Nos EUA, um homem de 68 anos decidiu tomar cloroquina


após propaganda de Trump sobre a eficácia do remédio.
Comprou uma versão não medicamentosa da cloroquina e
morreu. O alarde de Trump fez com que a procura do
medicamento aumentasse, elevando os preços e
prejudicando pacientes com artrite, malária e lúpus, que
realmente precisam da cloroquina. É essa loucura que
Bolsonaro quer importar.

No início da semana, após o presidente dar sinais de que


demitiria Mandetta, os militares decidiram agir nos bastidores.
Ao ver o único fio de sensatez do governo sendo ameaçado
em plena pandemia, os militares decidiram tomar as rédeas e
impedir a demissão do ministro. Um acordo costurado pelos
militares fez com que Bolsonaro o mantivesse no cargo em
troca do relaxamento das diretrizes para o distanciamento
social no país. Para se manter no cargo, Mandetta teve que
afrouxar medidas recomendadas pela OMS em algumas
cidades e, assim, atender a narrativa de Bolsonaro.

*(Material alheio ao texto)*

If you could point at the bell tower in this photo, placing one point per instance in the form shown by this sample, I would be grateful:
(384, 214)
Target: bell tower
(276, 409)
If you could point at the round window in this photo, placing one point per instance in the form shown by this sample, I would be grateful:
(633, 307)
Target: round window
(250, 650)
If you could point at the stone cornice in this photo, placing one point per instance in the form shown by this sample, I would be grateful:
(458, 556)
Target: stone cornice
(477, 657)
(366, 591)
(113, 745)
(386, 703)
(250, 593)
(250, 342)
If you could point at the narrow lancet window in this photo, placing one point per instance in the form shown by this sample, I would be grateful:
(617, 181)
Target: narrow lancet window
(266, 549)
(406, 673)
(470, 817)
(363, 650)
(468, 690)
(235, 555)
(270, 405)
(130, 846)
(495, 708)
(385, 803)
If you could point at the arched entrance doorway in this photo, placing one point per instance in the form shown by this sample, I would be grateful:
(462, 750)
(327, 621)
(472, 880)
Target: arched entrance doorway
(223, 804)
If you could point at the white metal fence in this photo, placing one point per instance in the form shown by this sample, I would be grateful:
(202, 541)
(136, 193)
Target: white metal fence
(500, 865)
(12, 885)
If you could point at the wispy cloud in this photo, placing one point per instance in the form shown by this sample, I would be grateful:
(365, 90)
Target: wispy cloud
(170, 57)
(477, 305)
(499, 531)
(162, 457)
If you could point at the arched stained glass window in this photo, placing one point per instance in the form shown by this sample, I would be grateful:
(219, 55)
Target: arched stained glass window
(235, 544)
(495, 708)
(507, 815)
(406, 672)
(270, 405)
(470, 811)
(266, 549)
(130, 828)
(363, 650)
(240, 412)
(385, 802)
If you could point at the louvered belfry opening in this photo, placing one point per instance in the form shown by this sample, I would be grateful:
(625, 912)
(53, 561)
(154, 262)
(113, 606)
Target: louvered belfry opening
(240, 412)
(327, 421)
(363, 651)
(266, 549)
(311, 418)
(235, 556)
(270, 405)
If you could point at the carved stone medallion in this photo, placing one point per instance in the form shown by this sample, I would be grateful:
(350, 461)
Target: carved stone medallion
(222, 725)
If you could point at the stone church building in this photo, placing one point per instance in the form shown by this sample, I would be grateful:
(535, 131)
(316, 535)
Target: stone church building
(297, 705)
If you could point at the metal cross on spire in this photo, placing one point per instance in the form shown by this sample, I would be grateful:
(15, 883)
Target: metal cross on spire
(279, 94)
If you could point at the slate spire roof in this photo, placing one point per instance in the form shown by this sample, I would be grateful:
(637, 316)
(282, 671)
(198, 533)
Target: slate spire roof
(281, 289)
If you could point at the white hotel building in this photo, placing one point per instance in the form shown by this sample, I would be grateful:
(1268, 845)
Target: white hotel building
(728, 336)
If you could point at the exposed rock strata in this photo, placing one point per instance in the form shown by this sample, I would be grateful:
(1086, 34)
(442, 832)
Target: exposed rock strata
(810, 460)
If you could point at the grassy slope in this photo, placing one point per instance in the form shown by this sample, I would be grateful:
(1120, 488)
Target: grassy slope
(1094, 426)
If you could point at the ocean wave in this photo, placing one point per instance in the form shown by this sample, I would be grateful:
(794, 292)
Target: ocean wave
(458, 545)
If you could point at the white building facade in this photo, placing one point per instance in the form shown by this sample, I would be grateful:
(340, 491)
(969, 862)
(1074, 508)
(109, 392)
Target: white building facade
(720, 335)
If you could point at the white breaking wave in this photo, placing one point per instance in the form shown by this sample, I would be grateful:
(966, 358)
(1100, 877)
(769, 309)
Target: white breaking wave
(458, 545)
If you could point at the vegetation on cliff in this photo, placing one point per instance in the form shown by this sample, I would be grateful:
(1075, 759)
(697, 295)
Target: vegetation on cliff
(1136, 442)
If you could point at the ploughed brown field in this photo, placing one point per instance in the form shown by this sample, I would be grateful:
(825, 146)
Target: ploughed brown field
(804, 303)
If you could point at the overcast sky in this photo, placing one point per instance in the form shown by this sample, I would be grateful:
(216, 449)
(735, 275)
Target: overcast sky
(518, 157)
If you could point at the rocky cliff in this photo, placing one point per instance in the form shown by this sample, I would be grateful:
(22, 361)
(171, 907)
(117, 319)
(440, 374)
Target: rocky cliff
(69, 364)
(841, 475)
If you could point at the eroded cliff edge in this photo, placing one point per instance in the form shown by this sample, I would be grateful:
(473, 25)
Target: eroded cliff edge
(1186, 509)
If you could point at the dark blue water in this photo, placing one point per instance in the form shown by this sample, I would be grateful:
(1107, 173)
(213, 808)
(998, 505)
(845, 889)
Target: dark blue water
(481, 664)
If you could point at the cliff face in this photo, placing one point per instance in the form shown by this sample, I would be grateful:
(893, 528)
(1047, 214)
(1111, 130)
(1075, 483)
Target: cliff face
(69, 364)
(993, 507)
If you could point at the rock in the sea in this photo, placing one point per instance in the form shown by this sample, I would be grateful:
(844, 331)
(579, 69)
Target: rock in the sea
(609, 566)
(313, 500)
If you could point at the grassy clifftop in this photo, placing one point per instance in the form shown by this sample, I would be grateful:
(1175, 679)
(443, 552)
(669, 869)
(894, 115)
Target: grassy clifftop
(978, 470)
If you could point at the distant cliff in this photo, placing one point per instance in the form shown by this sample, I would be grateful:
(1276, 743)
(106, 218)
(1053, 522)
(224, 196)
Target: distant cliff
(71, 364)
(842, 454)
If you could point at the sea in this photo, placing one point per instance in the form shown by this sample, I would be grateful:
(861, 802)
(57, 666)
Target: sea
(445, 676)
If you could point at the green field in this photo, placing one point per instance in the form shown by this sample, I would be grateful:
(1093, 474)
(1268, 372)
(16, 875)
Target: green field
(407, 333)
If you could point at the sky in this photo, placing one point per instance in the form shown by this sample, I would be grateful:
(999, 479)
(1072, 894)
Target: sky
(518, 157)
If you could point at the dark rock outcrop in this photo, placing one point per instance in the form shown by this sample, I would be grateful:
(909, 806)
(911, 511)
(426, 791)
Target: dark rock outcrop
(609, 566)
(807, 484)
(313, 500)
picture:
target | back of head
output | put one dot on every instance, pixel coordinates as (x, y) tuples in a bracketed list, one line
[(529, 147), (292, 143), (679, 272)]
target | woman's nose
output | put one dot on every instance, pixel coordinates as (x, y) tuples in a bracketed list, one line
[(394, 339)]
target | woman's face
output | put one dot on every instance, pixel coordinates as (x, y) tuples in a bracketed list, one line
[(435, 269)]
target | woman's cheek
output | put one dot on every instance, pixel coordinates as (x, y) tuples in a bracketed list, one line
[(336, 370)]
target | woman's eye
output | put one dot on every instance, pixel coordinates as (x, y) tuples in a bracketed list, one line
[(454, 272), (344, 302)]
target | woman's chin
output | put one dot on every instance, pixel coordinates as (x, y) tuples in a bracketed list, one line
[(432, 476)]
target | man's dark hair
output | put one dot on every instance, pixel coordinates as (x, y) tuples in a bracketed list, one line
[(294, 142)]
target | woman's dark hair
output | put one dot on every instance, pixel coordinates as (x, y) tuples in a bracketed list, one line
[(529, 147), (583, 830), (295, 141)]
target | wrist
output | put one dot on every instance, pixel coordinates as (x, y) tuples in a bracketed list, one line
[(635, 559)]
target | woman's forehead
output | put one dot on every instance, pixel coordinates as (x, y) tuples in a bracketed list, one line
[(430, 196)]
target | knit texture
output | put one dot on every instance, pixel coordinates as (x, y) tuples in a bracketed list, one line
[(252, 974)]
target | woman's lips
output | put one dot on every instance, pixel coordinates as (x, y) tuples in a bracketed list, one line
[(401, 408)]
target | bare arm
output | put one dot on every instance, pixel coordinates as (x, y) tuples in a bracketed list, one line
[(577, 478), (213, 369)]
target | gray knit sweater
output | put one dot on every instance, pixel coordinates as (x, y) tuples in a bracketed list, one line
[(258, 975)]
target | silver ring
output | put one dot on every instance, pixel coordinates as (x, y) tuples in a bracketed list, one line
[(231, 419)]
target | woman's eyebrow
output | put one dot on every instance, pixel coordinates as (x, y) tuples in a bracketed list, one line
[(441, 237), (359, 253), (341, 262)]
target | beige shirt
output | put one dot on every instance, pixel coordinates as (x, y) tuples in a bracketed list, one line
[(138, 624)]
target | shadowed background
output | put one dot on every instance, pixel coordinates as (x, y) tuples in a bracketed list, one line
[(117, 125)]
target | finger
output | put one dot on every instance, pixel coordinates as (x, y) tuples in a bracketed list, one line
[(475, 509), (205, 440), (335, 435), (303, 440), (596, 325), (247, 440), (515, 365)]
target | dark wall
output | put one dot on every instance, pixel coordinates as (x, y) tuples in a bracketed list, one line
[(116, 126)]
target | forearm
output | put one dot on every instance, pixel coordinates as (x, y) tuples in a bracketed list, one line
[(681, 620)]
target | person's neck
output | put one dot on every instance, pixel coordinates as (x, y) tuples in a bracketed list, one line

O
ministério então divulgou as novas diretrizes, que propõem
três níveis de isolamento e permitem que pessoas que estão
fora dos grupos de risco possam circular normalmente. Ou
seja, o acordo contraria as recomendações da OMS e, na
prática, fará com que morram mais brasileiros do que se o
isolamento total fosse mantido em todas as cidades.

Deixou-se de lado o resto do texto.